Open guy-new opened 5 years ago
When I have time, I will support this feature.
Great, thanks.. Others have also tried to do this, however their SNMP containers are very big. 800Mb+.. I believe that this should really be micro sized..in the order of 10Mb.
How about Docker Alpine image + net-snmp ? That should be under 10MBs
Yes I was thinking the same, Alpine should make this very small. Would it be possible to take configuration from cloud-config as well? it would be helpful at the least to specify the IP address of the SNMP polling server and access string. I guess you might be able to include the snmpd.conf into the cloud-config file
@guy-menlo You can try this way:
#cloud-config
write_files:
- path: /etc/rc.local
permissions: "0755"
owner: root
content: |
#!/bin/bash
container_name=snmpd
docker ps -a --format "{{.Names}}" | grep -w $container_name
if [[ $? != 0 ]]; then
docker run -d -v /proc:/host_proc \
--privileged \
--read-only \
-p 161:161/udp \
--name $container_name \
really/snmpd
else
docker start $container_name
fi
I spent a little time this weekend playing with really/snmpd which is close to what I wanted. I ended up cloning. I was then able to include my own snmpd.conf file. I also removed "Python2" after building is complete.. This brought it down to 35Mb in size.

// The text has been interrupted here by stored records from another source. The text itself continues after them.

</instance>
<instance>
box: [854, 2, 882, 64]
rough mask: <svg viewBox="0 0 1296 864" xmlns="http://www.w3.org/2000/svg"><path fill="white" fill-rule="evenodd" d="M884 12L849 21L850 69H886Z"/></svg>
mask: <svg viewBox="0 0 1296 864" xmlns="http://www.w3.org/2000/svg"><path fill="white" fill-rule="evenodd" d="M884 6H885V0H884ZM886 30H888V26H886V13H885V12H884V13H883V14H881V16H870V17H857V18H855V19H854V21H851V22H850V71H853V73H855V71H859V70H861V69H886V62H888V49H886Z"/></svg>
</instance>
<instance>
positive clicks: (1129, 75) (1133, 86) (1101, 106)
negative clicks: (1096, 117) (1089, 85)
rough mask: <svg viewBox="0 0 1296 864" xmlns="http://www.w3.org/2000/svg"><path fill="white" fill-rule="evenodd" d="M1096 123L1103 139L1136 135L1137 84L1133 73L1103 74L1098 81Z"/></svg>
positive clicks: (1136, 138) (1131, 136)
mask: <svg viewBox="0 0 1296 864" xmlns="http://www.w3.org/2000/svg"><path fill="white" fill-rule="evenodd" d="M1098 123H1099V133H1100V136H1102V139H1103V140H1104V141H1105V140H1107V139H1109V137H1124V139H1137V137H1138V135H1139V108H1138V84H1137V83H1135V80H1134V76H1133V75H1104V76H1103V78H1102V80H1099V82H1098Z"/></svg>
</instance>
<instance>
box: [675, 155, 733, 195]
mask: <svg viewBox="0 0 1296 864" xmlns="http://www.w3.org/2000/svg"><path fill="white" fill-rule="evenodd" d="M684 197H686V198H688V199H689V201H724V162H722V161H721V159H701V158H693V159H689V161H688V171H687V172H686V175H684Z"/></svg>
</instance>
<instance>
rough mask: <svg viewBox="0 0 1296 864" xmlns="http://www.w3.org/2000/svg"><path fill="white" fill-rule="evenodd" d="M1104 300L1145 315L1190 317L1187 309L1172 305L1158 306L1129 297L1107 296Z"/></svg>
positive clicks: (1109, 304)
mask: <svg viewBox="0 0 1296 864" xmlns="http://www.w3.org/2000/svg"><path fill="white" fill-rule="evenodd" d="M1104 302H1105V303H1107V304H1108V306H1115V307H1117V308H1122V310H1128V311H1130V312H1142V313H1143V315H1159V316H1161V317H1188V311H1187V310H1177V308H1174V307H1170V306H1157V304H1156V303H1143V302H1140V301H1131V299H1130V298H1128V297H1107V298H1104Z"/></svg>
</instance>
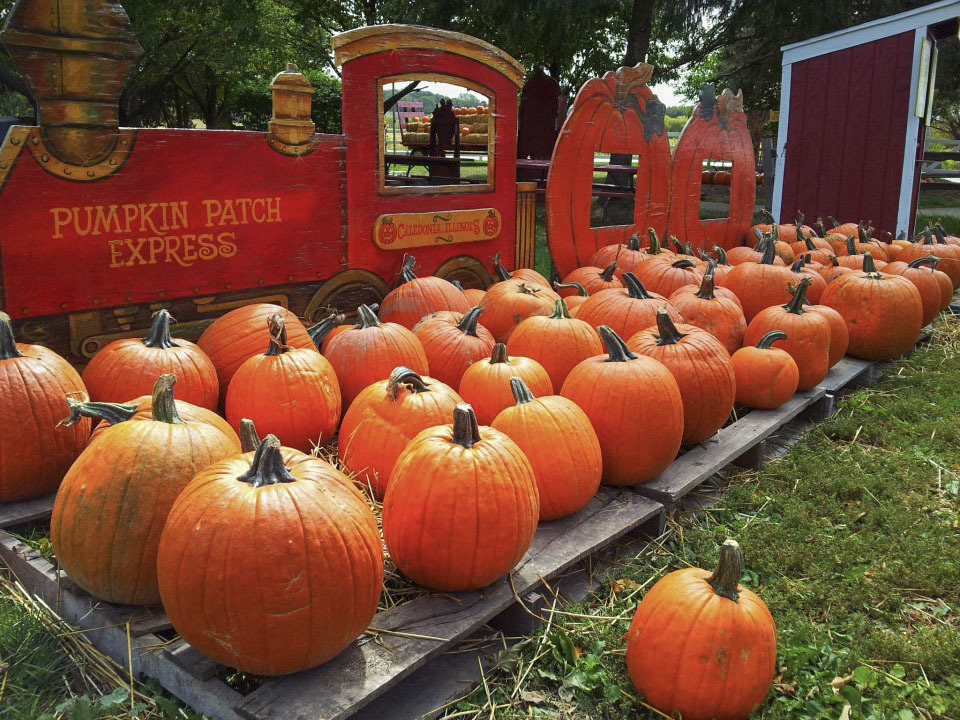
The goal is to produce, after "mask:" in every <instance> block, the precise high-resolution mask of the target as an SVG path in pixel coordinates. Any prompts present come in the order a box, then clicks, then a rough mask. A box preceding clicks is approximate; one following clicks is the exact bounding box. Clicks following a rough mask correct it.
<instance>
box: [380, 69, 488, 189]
mask: <svg viewBox="0 0 960 720" xmlns="http://www.w3.org/2000/svg"><path fill="white" fill-rule="evenodd" d="M379 91H380V92H379V98H378V101H379V103H380V108H381V109H382V123H381V131H380V191H381V192H382V193H386V194H405V193H437V192H484V191H489V190H492V189H493V165H494V156H495V153H494V143H495V141H496V133H495V130H494V123H495V116H494V112H493V110H494V99H495V98H494V96H493V93H492V92H491V91H489V90H487V89H485V88H482V87H481V86H479V85H474V84H472V83H468V81H466V80H464V79H463V78H454V77H447V76H442V75H434V74H430V75H426V74H422V75H404V76H398V77H390V78H383V79H382V80H381V82H380V83H379Z"/></svg>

I finally added the following lines to my cloud-config.yml file to have the service install and start:
services:
snmpd:
labels:
io.rancher.os.scope: "system"
io.rancher.os.after: "network"
io.rancher.os.detach: "true"
image: gitlab.local:5005/snmpd
name: snmpd
restart: always
privileged: true
network_mode: "host"
ready-only: true
pid: host
ipc: host
net: host
uts: host
ports:
- "161:161/udp"
nevertheless I would prefer to get that stuff directly from the host to see how that box is doing.
RancherOS Version: (ros os version)
rancher/os:v1.5.1 local latest running
Where are you running RancherOS? (docker-machine, AWS, GCE, baremetal, etc.)
Proxmox VM image booting via iPXE
RancherOS needs to have SNMPD service built in, deploying in an enterprise world it's necessary to monitor and manage the underlaying systems. The defacto standard way to do this is via SNMP.